The big lab requires cooling due to the amount of equipment in there, but the
humidity is usually acceptably high, but we should maybe pay some more
attention to that.
This is our way to play safe with all the more or less fragile equipment in
there. I can not recall that we have had any trouble that we can relate to
ESD. We have seen troubles due to rush-currents, but that was by incorrect
design and not ESD. A redesign solved that problem. Inserting a powerless card
can make you sad, since the protection diodes will pull current from all the
inputs in order to load the caps on the powerless card - OUCH!
Anyway, when I builded the original lab I went for ESD gear directly. Since I
started with it right from the start it has been natural to ensure that all
additions and extensions follow the same level, it is nice to have been setting
the standards fairly high for at least one company!

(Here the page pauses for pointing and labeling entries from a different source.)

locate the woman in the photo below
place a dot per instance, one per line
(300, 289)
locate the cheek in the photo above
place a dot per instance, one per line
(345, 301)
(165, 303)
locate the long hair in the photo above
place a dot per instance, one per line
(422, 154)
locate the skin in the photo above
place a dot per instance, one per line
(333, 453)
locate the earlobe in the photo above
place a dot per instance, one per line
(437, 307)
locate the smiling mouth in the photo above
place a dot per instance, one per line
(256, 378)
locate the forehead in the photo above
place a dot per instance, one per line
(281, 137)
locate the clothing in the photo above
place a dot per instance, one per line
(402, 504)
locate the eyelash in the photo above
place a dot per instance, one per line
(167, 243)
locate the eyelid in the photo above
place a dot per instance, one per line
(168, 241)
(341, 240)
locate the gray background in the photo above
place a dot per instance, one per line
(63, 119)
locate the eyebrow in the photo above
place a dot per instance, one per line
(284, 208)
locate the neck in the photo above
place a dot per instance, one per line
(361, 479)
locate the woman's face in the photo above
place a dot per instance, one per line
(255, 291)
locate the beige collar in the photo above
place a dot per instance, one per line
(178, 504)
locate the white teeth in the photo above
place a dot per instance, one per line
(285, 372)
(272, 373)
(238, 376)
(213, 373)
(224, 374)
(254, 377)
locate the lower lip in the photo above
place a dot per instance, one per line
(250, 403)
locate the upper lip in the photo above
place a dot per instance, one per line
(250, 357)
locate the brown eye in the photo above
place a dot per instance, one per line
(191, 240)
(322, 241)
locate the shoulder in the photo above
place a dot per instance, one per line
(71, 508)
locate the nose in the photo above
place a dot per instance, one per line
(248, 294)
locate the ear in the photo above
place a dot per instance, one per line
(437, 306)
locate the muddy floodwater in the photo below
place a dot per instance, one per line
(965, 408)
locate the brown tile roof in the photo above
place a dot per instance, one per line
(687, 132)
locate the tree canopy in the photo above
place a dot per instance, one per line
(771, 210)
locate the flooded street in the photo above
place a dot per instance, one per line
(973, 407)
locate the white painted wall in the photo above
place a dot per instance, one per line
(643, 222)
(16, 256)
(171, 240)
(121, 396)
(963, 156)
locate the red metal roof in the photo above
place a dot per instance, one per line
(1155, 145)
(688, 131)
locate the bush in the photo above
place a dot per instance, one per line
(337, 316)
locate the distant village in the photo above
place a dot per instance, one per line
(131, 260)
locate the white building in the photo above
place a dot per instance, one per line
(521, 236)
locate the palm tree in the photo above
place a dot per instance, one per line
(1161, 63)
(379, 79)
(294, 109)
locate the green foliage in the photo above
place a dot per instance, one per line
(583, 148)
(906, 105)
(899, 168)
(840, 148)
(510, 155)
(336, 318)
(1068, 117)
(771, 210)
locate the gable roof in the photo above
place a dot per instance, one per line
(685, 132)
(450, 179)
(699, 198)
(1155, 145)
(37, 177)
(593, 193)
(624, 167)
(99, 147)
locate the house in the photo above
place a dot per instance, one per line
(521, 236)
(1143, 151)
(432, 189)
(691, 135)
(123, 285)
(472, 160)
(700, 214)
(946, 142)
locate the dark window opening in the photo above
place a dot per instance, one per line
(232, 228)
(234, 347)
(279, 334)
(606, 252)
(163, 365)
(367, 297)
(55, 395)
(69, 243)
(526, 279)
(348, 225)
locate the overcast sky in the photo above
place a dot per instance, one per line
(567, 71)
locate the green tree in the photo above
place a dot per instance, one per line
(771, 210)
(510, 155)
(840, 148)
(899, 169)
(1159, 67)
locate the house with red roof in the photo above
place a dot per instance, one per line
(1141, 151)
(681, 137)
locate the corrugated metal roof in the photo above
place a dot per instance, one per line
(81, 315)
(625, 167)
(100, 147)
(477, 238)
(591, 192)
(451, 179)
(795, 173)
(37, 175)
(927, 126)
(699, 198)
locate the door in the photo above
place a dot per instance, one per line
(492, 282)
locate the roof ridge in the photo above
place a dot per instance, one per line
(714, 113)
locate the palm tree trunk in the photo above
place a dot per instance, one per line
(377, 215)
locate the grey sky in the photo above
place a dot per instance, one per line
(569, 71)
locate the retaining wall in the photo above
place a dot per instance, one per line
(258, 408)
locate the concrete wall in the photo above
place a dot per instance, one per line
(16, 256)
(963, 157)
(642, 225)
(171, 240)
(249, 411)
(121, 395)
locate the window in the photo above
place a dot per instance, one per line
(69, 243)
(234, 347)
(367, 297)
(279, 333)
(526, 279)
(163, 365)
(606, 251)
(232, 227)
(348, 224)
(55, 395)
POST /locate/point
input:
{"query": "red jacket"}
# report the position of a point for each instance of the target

I strongly advice you to at least get an antistatic matt for your desk, add
also a wrist-wrap. Naturally, ensure that your matt and your solder-tip share
the same earth.
This is a reminder for myself, I really should get a table-top matt for my
home project soldering. It's not that expensive, but I really should kick my
lazy but to actually get it.
A few rule of thumbs:
It is the potential differance that provides the basis for inrush failure like
ESD. Touch (and preferably continously have contact with) the metal frame/earth
of the box you are fixing. Touch (and have contact with) the antistatic matt on
your table (you have one, right?). If you have been out walking around, rise
from the chair etc, go and grab that frame or matt before touching anything
sensitive.
Keep in contact with ground!
It is the scrubbing of an conductor over an isolator which causes charge. It
may not be apparent when you have this situation, using the floor mat and
antistatic shoes (if you do not run around barefeet) is just one such thing.
Having nylon stockings (we do have females walking our labs) etc. is one of the
nonos. Syntetic materials in general is not a good thing.
Do not use materials acting as good isolators anywhere near your
labbench!
The humidity talk, having some humidity is good, since this will provide a
weak conduction path so that if charge have been collected, it will slowly
die out. Very low humidity is not good since this will remove virtually all of
the air-leakage effect, thus on dry days you have a much higher probability of
hurting your curcuits than on a damp day. Thus, for places where the humitidy
often goes below say 30 %, having an air humidifier may be a cheap way of
saving a lot of curcuit and thus a lot of troubles. Naturally, a very high
humidity environment is not good either.
Ensure you have sufficient humidity!!!